PARIS: The battle to succeed Nicolas Sarkozy at the helm of France’s right-wing opposition UMP party turned into a shambles Monday, with both candidates claiming victory amid accusations of vote-rigging.
Jean-Francois Cope, the party’s populist secretary-general, declared to cheering supporters after voting closed late Sunday that he was the victor, but ex-prime minister Francois Fillon announced just minutes later that he had won.
Cope repeated his claim on breakfast television on Monday, as Fillon supporters took to the airwaves to insist their man had triumphed in the vote that came six months after Sarkozy’s presidential election defeat to the Socialist Francois Hollande.
Both camps claimed there had been irregularities — and even some cheating — in voting in several areas and it was unclear how long it would take the electoral commission to check the ballots and announce a winner.
The public slanging match — reminiscent of the bitter in-fighting that for years dogged the Socialist party — reached such a pitch that UMP party heavyweight Alain Juppe, who was Sarkozy’s foreign minister, called on the candidates to put a stop to their supporters’ “invectives.”
“What I feared has happened,” he wrote on his blog.
“The movement has emerged divided and thus weakened by this excessive confrontation. Throughout the campaign, it has been less a question of the future of the UMP and more about the two candidates’ obsession with 2017,” he said.
That is the date of the next presidential election.
But whoever emerges as the new leader is not certain to be the party’s candidate then as Sarkozy — whom polls say most UMP supporters want to have another tilt at the presidency — has not ruled out a return to politics.
Both Fillon, 58, and Cope, ten years his junior, are advocates of free market policies and economic reform. But they differ on social issues, with Cope sharing Sarkozy’s tough-talking approach on immigration and the integration of Europe’s largest Muslim community.
Cope aides said he had won 1,000 more votes than his rival in a poll in which more than half of the UMP’s 300,000 members had cast their ballots. Fillon said he was 224 votes ahead.
But the electoral commission suspended the count till 10:00 a.m. (0900 GMT) Monday, with the chairman saying records from 50 percent of the regions were missing.
Fillon appeared more conciliatory on Monday morning.

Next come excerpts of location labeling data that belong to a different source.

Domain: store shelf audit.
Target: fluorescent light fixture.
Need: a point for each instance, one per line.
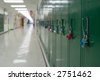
(57, 1)
(49, 6)
(21, 9)
(52, 6)
(18, 6)
(13, 1)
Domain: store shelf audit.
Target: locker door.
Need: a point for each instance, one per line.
(90, 54)
(1, 22)
(58, 40)
(64, 45)
(75, 23)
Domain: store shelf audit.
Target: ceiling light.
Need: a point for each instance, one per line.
(20, 9)
(18, 6)
(57, 1)
(13, 1)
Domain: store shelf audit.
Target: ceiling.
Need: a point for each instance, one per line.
(31, 5)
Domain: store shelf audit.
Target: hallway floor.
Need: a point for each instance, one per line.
(20, 48)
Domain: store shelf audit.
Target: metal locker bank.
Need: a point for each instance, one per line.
(49, 33)
(72, 32)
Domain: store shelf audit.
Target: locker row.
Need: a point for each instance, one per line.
(69, 31)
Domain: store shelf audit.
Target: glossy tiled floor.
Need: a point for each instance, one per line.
(20, 48)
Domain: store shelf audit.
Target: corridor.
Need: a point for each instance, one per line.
(20, 48)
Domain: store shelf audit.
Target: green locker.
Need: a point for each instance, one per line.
(1, 22)
(90, 54)
(75, 23)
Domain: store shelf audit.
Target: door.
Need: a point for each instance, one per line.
(74, 24)
(90, 54)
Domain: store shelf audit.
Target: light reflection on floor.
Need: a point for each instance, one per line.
(24, 48)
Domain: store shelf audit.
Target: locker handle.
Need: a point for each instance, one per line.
(85, 32)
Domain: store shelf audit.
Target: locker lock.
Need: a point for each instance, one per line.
(84, 41)
(85, 31)
(49, 29)
(69, 36)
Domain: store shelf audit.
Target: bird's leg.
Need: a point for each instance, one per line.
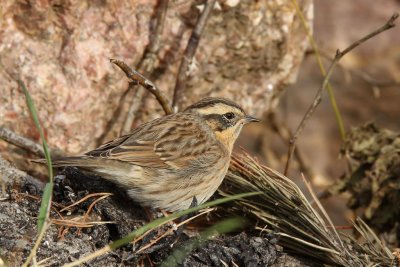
(167, 241)
(193, 204)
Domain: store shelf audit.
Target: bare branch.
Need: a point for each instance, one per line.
(190, 51)
(20, 141)
(147, 63)
(318, 97)
(138, 78)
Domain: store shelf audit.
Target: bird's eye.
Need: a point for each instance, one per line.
(229, 115)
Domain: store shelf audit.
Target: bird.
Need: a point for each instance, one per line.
(171, 162)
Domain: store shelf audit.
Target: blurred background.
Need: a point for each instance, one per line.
(254, 52)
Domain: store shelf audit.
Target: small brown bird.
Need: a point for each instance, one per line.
(168, 162)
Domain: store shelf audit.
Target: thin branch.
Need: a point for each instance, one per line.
(146, 65)
(138, 78)
(318, 97)
(283, 131)
(329, 88)
(190, 51)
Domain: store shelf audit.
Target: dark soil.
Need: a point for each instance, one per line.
(19, 209)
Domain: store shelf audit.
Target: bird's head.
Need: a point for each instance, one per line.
(223, 116)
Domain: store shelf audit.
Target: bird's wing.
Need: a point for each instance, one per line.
(172, 141)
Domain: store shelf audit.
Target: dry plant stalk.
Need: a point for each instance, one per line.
(284, 210)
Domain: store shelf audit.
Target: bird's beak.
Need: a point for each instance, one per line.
(249, 119)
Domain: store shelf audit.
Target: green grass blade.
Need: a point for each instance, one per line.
(152, 225)
(125, 240)
(178, 255)
(48, 190)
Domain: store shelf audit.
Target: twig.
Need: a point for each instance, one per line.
(17, 140)
(136, 77)
(190, 51)
(318, 97)
(146, 65)
(20, 141)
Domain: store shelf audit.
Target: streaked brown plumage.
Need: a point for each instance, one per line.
(166, 162)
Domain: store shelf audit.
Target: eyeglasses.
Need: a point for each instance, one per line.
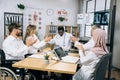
(19, 29)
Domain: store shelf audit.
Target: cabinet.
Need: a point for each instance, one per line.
(52, 31)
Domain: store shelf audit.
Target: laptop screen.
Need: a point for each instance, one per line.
(59, 52)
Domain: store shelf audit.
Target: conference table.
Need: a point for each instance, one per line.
(53, 66)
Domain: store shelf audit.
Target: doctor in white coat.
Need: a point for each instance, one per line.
(62, 39)
(90, 58)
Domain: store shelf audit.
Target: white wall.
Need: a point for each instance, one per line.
(11, 6)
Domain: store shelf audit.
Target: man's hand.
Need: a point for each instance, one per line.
(47, 38)
(74, 38)
(30, 41)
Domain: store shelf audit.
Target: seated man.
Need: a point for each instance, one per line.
(62, 39)
(13, 46)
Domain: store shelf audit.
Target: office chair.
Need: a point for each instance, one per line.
(101, 67)
(8, 64)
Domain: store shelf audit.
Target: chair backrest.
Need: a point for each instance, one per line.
(2, 57)
(100, 71)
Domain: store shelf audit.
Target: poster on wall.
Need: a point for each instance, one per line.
(34, 17)
(101, 18)
(12, 18)
(62, 16)
(80, 18)
(89, 17)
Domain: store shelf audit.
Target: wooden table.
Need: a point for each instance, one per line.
(53, 66)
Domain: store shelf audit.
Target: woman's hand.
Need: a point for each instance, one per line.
(73, 38)
(47, 38)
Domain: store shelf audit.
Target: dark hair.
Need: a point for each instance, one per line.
(28, 30)
(13, 26)
(60, 28)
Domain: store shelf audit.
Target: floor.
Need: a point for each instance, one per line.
(115, 74)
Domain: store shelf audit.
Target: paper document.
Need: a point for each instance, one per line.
(70, 59)
(37, 56)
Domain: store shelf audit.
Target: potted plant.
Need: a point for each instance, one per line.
(61, 19)
(21, 6)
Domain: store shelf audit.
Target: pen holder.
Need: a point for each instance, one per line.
(46, 61)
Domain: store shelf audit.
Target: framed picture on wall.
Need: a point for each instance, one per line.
(101, 18)
(12, 18)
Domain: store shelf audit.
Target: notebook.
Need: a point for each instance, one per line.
(62, 56)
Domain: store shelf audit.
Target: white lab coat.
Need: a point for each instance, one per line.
(34, 48)
(88, 66)
(62, 41)
(14, 48)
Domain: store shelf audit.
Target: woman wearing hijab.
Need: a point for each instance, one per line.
(91, 57)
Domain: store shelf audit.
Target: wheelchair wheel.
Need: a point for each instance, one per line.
(7, 74)
(30, 76)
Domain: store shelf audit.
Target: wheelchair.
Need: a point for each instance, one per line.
(7, 74)
(7, 71)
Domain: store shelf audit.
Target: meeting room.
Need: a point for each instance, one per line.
(59, 40)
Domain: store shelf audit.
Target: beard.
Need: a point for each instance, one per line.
(18, 34)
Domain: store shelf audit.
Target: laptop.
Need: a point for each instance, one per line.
(62, 56)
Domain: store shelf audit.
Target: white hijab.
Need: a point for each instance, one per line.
(100, 47)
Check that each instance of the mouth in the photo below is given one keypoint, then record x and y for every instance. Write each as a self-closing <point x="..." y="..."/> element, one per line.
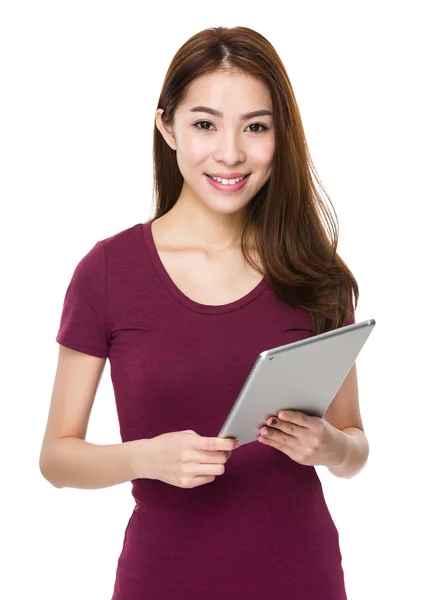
<point x="240" y="179"/>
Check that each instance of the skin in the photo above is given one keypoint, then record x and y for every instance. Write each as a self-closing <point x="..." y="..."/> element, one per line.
<point x="211" y="221"/>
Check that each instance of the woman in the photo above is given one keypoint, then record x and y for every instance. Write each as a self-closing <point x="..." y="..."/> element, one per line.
<point x="236" y="260"/>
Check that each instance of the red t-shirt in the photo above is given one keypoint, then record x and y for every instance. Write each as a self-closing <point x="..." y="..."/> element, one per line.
<point x="260" y="530"/>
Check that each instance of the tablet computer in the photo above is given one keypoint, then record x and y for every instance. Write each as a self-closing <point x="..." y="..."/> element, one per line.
<point x="303" y="375"/>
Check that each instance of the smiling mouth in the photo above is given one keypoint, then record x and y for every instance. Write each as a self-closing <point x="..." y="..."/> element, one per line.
<point x="226" y="178"/>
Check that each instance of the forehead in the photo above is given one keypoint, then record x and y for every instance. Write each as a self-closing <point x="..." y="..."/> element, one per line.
<point x="230" y="92"/>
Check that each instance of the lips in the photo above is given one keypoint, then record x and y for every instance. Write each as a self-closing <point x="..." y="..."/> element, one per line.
<point x="228" y="178"/>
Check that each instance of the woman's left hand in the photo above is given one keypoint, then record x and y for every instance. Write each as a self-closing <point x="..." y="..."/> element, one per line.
<point x="305" y="439"/>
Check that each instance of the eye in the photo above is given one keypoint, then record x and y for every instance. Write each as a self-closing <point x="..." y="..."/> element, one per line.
<point x="251" y="125"/>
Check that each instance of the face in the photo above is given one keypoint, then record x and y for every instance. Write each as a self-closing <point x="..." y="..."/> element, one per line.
<point x="213" y="144"/>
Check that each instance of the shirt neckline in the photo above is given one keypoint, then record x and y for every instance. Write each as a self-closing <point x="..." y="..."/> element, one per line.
<point x="180" y="296"/>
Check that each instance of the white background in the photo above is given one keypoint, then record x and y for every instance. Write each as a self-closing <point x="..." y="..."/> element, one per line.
<point x="80" y="83"/>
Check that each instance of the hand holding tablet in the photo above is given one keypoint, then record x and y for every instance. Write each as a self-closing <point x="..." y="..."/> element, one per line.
<point x="302" y="376"/>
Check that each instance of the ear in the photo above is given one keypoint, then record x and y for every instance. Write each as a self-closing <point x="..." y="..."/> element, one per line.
<point x="165" y="129"/>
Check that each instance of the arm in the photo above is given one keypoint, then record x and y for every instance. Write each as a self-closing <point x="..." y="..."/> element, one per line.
<point x="344" y="414"/>
<point x="66" y="459"/>
<point x="76" y="463"/>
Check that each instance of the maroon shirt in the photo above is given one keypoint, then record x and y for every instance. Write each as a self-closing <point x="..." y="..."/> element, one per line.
<point x="260" y="530"/>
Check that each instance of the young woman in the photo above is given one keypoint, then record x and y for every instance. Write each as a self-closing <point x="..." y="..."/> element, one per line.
<point x="236" y="260"/>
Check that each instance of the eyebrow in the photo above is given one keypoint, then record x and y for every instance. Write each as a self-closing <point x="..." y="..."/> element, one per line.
<point x="245" y="117"/>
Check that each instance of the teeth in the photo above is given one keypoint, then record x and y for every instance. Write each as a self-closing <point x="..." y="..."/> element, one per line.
<point x="228" y="181"/>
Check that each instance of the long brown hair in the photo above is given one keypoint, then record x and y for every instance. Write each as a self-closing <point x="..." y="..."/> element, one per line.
<point x="296" y="234"/>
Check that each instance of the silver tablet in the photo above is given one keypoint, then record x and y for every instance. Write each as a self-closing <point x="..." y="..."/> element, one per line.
<point x="304" y="375"/>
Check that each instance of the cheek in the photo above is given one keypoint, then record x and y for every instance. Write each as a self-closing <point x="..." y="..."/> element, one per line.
<point x="191" y="149"/>
<point x="262" y="155"/>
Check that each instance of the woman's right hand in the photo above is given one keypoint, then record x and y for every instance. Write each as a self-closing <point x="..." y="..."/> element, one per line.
<point x="183" y="458"/>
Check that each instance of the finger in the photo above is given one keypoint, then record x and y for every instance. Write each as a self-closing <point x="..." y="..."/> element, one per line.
<point x="298" y="417"/>
<point x="287" y="427"/>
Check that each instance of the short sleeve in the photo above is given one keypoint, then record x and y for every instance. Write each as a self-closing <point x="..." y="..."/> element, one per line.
<point x="83" y="320"/>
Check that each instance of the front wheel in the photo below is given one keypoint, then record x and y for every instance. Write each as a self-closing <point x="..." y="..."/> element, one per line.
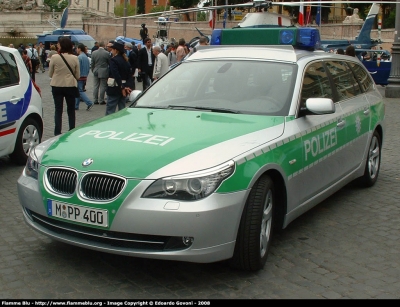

He still insisted he was ahead but added in a statement that “only the official and definitive figures will enable us to resolve the situation.”
Whoever emerges as the new UMP leader will be taking over a party well-placed to capitalize on Hollande’s slump in popularity and the economic gloom engulfing France.
But he may also face a difficult task in uniting the party after a bitter battle that delighted the UMP’s rivals.
“It is obvious that whoever is elected president of the UMP will have no legitimacy whatsoever given that he will be in charge of a party broken in two,” said Florian Philipott, deputy leader of the far-right National Front.
Fillon, who was prime minister for five years under Sarkozy, went into the vote as the marginal favorite, hoping to sell himself as a unity candidate capable of appealing to centrist voters.
He accused his rival of opportunism, while seeking to portray himself as an experienced statesman — a stance that prompted Cope to dismiss him as the “Hollande of the right,” in a reference to the president’s perceived lack of charisma and reputation for dithering.
Cope has taken up where Sarkozy left off, unabashed in his bid to woo voters from the National Front, whose historically strong score at this year’s presidential election split the right-wing vote and torpedoed Sarkozy’s re-election bid.
Cope last month published “A Manifesto for an Uninhibited Right,” in which he lambasted a culture of “anti-white racism” amongst immigrant communities in impoverished urban areas.